— Дарья — да, она у меня первая кандидатка была. Про
старуху-ростовщицу я тогда еще знать не знал. Вторая — это была Гертруда
Ресслих, у кого я остановился. Затейница почище Дарьюшки-покойницы. Вот уж кто
заслужил сфинкса по голове! А насчет процентщицы и стряпчего этого, Чебарова, я
случайно узнал. В первый день, как прибыл, сидел в трактире. Пил вино, да
разговор подслушивал. Я вообще обожаю подслушивать, — подмигнул Аркадий
Иванович приставу. — Два голодранца друг дружке жаловались, жидок какой-то
и студентик. Первый про Чебарова весьма чувствительно излагал. Как стряпчий с
него долг требует, ни единого дня отсрочки не дает и за то его, жидка, теперь
отправят из Петербурга по этапу назад в черту оседлости, откуда он с огромными
трудами выбился. Ну, а студент в ответ поведал собеседнику про чудесную Алену
Ивановну. Эге, подумалось мне, на ловца и зверь. Навел кое-какие справочки,
выяснил: всё точно — и стряпчий, и старуха самые натуральные бациллы, на каждой
можно по минусу списать. Сразу и исполнил.
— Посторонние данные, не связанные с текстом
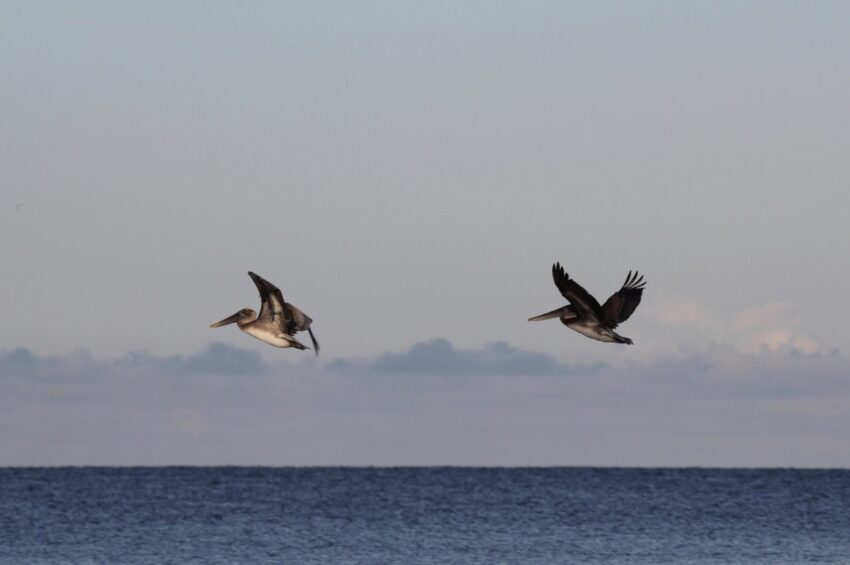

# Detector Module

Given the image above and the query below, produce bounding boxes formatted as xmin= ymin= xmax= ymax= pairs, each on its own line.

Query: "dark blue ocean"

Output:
xmin=0 ymin=467 xmax=850 ymax=565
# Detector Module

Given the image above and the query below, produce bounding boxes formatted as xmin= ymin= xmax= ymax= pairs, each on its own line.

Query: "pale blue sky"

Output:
xmin=0 ymin=1 xmax=850 ymax=464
— Даже проверять не стали, любит их кто иль нет? —
не сдержался Порфирий Петрович. — У Алены Ивановны, к примеру, сестра
малахольная.
Но Аркадия Ивановича было не сбить:
— Сестре без старухи только облегчение выйдет. Очень уж
ведьма эту Лизавету мучила. Не сильно я сестру по голове-то стукнул?
Единственно чтоб оглушить, ибо к чему ж мне зазря арифметику усугублять?
Существо она безобидное, и дома ей быть никак не следовало — она к куме
чаевничать отправилась. Что удивляетесь? Говорю ведь: я справки навел, а
человек я обстоятельный… Ну вот, стало быть, сначала Алену Ивановну с Чебаровым
сплюсовал — к ростовщице якобы заклад хороший принес, к стряпчему — кляузу.
Жадны очень были, нисколько я с ними не затруднился. А потом и Дарьюшку, жабу
мерзкую, угостил. Это и того легче вышло. С Ресслихшей только замешкался.
Выманила она себе отсрочку, сама того не ведая.
Помещику отчего-то стало вдруг весело, так весело, что он со
смеху пополам согнулся. Удобнейший был момент, чтоб револьвер с полу подобрать,
но Порфирий Петрович не стал.
— Чем же она так себя перед вами отличила?
Аркадий Иванович разогнулся, с важным видом сказал:
— Жениться я собрался, по Гертруды Карловны протекции.
Уж несколько дней в женихах хожу. Она говорит: «Девочка — прелесть, совершенно
в вашем вкусе. И родители возьмут недорого. Только уговор: после медового
месяца вы жену ко мне привезете, на что она вам? А я уж ей применение сыщу».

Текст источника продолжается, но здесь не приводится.